Entrevista:O Estado inteligente

terça-feira, setembro 18, 2012

Além das metas - JOSÉ PAULO KUPFER


O Estado de S.Paulo - 18/09


Há uma série de importantes indicações embutidas na notícia de que os índices de mortalidade infantil, no Brasil, recuaram, em duas décadas, de forma acelerada, a ponto de alcançar - na verdade, superar - as metas estabelecidas pela ONU, para 2015, com quatro anos de antecedência. Em duas décadas, de fato, o recuo no número de óbitos de crianças até cinco anos, por ano, foi de 73%.

Morriam, em 1990, 58 brasileiros por mil nascidos, antes de completar cinco anos. Em 2011, esse número recuou para 16.

A primeira dessas indicações é que várias batalhas foram vencidas, mas a guerra ainda está longe do desfecho. O índice brasileiro continua alto quando comparado com o de outros países. Precisa cair pela metade para emparelhar com o limite superior da faixa em que se encontram muitas nações de renda média, como o próprio Brasil, e as de renda alta.

Essa é uma tarefa obviamente difícil, mas nada impossível. Na última década, o ritmo de redução da mortalidade infantil no Brasil foi de 7,5% ao ano - só outros dez países avançaram tão rapidamente. Mantido esse ritmo, portanto, até 2020 o objetivo poderia ser alcançado.

Dá até para ir mais depressa. A desnutrição infantil, um fator crítico na mortalidade precoce, também está em franco declínio. No Nordeste, a região mais afetada, a redução da desnutrição infantil avança em ritmo sem igual no mundo.

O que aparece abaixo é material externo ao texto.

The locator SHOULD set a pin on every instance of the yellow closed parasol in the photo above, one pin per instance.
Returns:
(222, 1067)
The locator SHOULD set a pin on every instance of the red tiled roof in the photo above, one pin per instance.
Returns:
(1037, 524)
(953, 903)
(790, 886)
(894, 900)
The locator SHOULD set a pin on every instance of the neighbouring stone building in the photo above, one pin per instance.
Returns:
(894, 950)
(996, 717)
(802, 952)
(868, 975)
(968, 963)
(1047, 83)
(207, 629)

Entre 1986, quando começaram os esforços sistemáticos para avaliar a extensão e as causas do problema, a 2006, o índice despencou de 34% das crianças para 6% e já está abaixo de 5%.

Se melhorarem as condições de saneamento, a desnutrição infantil também poderá ser praticamente eliminada antes de 2020.

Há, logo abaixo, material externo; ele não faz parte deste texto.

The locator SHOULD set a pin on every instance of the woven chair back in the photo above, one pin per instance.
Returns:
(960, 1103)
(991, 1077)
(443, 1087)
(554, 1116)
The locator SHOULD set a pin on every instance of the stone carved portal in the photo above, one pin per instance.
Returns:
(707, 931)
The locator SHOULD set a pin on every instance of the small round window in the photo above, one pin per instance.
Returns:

Existe clara relação entre os avanços nesses indicadores e o resultado das políticas de renda, aplicadas nessas duas últimas décadas e, com mais agressividade, nos últimos dez anos. Mas, como observam os pesquisadores da área, o ritmo de queda nos índices de mortalidade e desnutrição infantis tem sido mais acelerado do que as melhorias de renda são capazes de explicar.

O inegável êxito brasileiro no combate a essas terríveis chagas sociais, mesmo com a contribuição ainda muito insatisfatória dos programas de saneamento básico, tem outras causas além das econômicas.

Uma delas deriva da melhora na atenção à saúde infantil. Seu aspecto talvez mais relevante seja o domínio brasileiro das tecnologias de aplicação de campanhas de vacinação em massa, em combinação com a manutenção atualizada da caderneta de vacinação como requisito para acesso a diversos programas sociais.

Outra contribuição importantíssima deriva da difusão de soluções simples eficazes, de fácil administração, do tipo soro caseiro contra diarreia e desidratação - uma das principais causas imediatas da mortalidade infantil. Aqui é obrigatório render sempre homenagens à Dra. Zilda Arns e ao trabalho por ela desenvolvido na Pastoral da Criança.

Seu legado é o da aplicação do que melhor se pode esperar de uma política econômica: a promoção, a baixo custo e máxima eficiência, de melhorias na qualidade de vida e no bem-estar de enormes e necessitadas parcelas da população. A receita de sucesso, já bem disseminada, é de uma simplicidade comovente.

Junta um simples soro caseiro de água e sal, para combater a desidratação, misturas nutritivas elaboradas com sobras de alimentos, controle periódico de peso e altura das crianças e... educação das mães.

Este último é o grande diferencial explicativo para o avanço acelerado na redução da mortalidade e da desnutrição infantis. Pesquisas e mais pesquisas já não deixam qualquer dúvida sobre o fato de que mães mais pobres, porém mais instruídas, capazes de replicar conhecimentos e orientações puericulturais, asseguram desenvolvimento mais saudável de seus filhos do que mães menos pobres e menos instruídas.

São realmente muitas as lições que os bons resultados brasileiros no combate à mortalidade e à desnutrição infantis permitem extrair.

Talvez a maior delas seja a de que a solução de problemas sociais complexos não advém de alguma ideia genial de um governante genial, adotada com ares de panaceia. De fato, essa história, que caminha para um final feliz, começou lá atrás, há mais de 25 anos, e não é obra de um único governo.